Contributing
Thank you for your interest in contributing to canhazgpu! This guide covers how to contribute code, report issues, and help improve the project.
Getting Started
1. Development Environment Setup
Clone the repository:
Install dependencies:
# System requirements
# - Go 1.23+
# - Redis server
# - NVIDIA drivers with nvidia-smi
# Go dependencies (automatic)
go mod download
# Development dependencies
go install golang.org/x/tools/cmd/goimports@latest
go install github.com/golangci/golangci-lint/cmd/golangci-lint@latest
# Documentation dependencies (optional)
pip install -r requirements-docs.txt
Set up test environment:
# Start Redis for testing
redis-server --daemonize yes
# Build the project
make build
# Verify environment
./build/canhazgpu --help
2. Development Workflow
Create a feature branch:
Make your changes:
- Edit Go source files in internal/
directories
- Add tests for new functionality
- Update documentation if needed
Run tests:
# Build the project
make build
# Run tests
make test
# Linting and formatting
gofmt -s -w .
goimports -w .
golangci-lint run
Commit your changes:
3. Documentation Development
Install documentation dependencies:
Build and preview documentation:
# Build documentation
make docs
# Preview documentation locally
make docs-preview
# Opens http://127.0.0.1:8000 in your browser
# Clean build files
make docs-clean
Code Style and Standards
1. Go Style Guide
Follow standard Go conventions with these specific guidelines:
Formatting: Use gofmt
and goimports
for automatic formatting
Naming: Use camelCase for unexported functions, PascalCase for exported functions
Documentation: Use Go doc comments starting with the function name
Error handling: Always handle errors explicitly, don't ignore them
Example:
// AllocateGPUs reserves the specified number of GPUs for the given duration.

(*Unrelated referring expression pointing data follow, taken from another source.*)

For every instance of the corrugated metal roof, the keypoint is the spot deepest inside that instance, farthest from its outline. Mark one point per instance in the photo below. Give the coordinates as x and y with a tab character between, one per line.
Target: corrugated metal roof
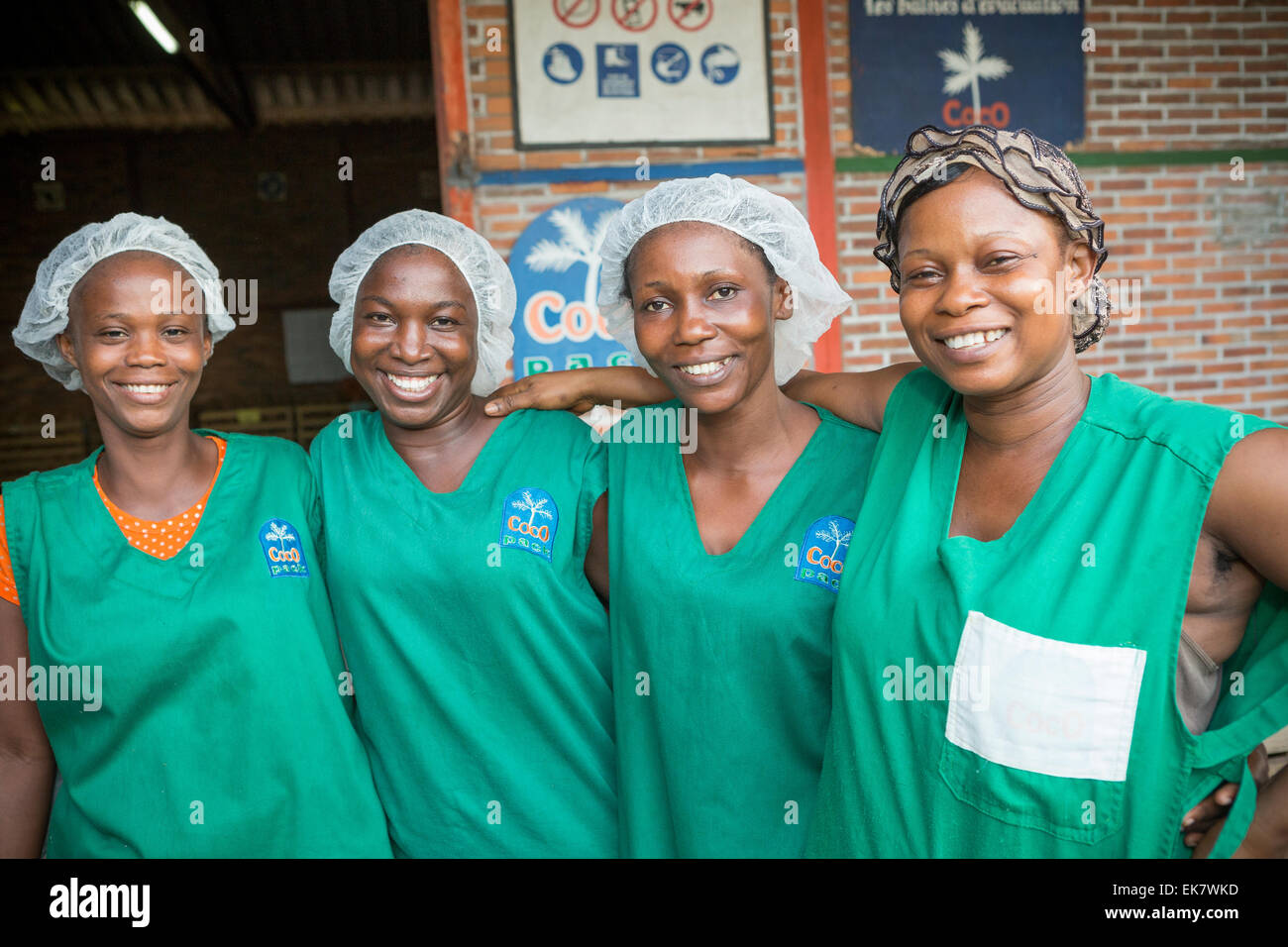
91	64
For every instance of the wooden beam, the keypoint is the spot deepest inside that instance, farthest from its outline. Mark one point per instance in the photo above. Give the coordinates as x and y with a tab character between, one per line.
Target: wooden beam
819	165
451	108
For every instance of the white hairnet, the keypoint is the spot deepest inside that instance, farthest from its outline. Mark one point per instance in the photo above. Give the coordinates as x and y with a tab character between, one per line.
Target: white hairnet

// It returns a slice of allocated GPU IDs or an error if allocation fails.
func AllocateGPUs(ctx context.Context, request *AllocationRequest) ([]int, error) {
if request.GPUCount <= 0 {
return nil, fmt.Errorf("gpu count must be positive, got %d", request.GPUCount)
}
// Acquire allocation lock to prevent race conditions
if err := engine.client.AcquireAllocationLock(ctx); err != nil {
return nil, fmt.Errorf("failed to acquire allocation lock: %w", err)
}
defer engine.client.ReleaseAllocationLock(ctx)
// Implementation...
return allocatedGPUs, nil
}
2. Code Formatting
Use standard Go formatting tools:
# Format code (automatically fixes formatting)
gofmt -s -w .
# Organize imports
goimports -w .
# Run both together
make format # if you add this target to Makefile
3. Linting
Use golangci-lint for comprehensive linting:
# Install golangci-lint
go install github.com/golangci/golangci-lint/cmd/golangci-lint@latest
# Run linter
golangci-lint run
# Run with specific linters
golangci-lint run --enable-all --disable wsl,nlreturn
4. Go Modules
Keep dependencies clean and up to date:
# Tidy modules (remove unused dependencies)
go mod tidy
# Update dependencies
go get -u ./...
# Verify dependencies
go mod verify
Testing Guidelines
Complete Testing Guide
For comprehensive testing information including test types, running tests, and debugging, see the Testing Guide.
1. Test Structure
Test organization:
internal/
├── gpu/
│ ├── allocation.go
│ ├── allocation_test.go
│ ├── validation.go
│ └── validation_test.go
├── redis_client/
│ ├── client.go
│ └── client_test.go
└── types/
├── types.go
└── types_test.go
2. Unit Testing
Mock external dependencies:
package gpu
import (
"context"
"testing"
"github.com/stretchr/testify/assert"
"github.com/stretchr/testify/mock"
)
// MockRedisClient implements the redis client interface for testing
type MockRedisClient struct {
mock.Mock
}
func (m *MockRedisClient) GetGPUState(ctx context.Context, gpuID int) (*types.GPUState, error) {
args := m.Called(ctx, gpuID)
return args.Get(0).(*types.GPUState), args.Error(1)
}
func TestAllocateGPUs(t *testing.T) {
// Setup
mockClient := new(MockRedisClient)
engine := &AllocationEngine{client: mockClient}
// Mock expectations
mockClient.On("GetGPUState", mock.Anything, 0).Return(&types.GPUState{}, nil)
// Test
result, err := engine.AllocateGPUs(context.Background(), &types.AllocationRequest{
GPUCount: 1,
User: "testuser",
})
// Assertions
assert.NoError(t, err)
assert.Len(t, result, 1)
mockClient.AssertExpectations(t)
}
Test error conditions:
func TestAllocateGPUs_InsufficientGPUs(t *testing.T) {
// Setup
mockClient := new(MockRedisClient)
engine := &AllocationEngine{client: mockClient}
// Mock returning no available GPUs
mockClient.On("GetGPUCount", mock.Anything).Return(2, nil)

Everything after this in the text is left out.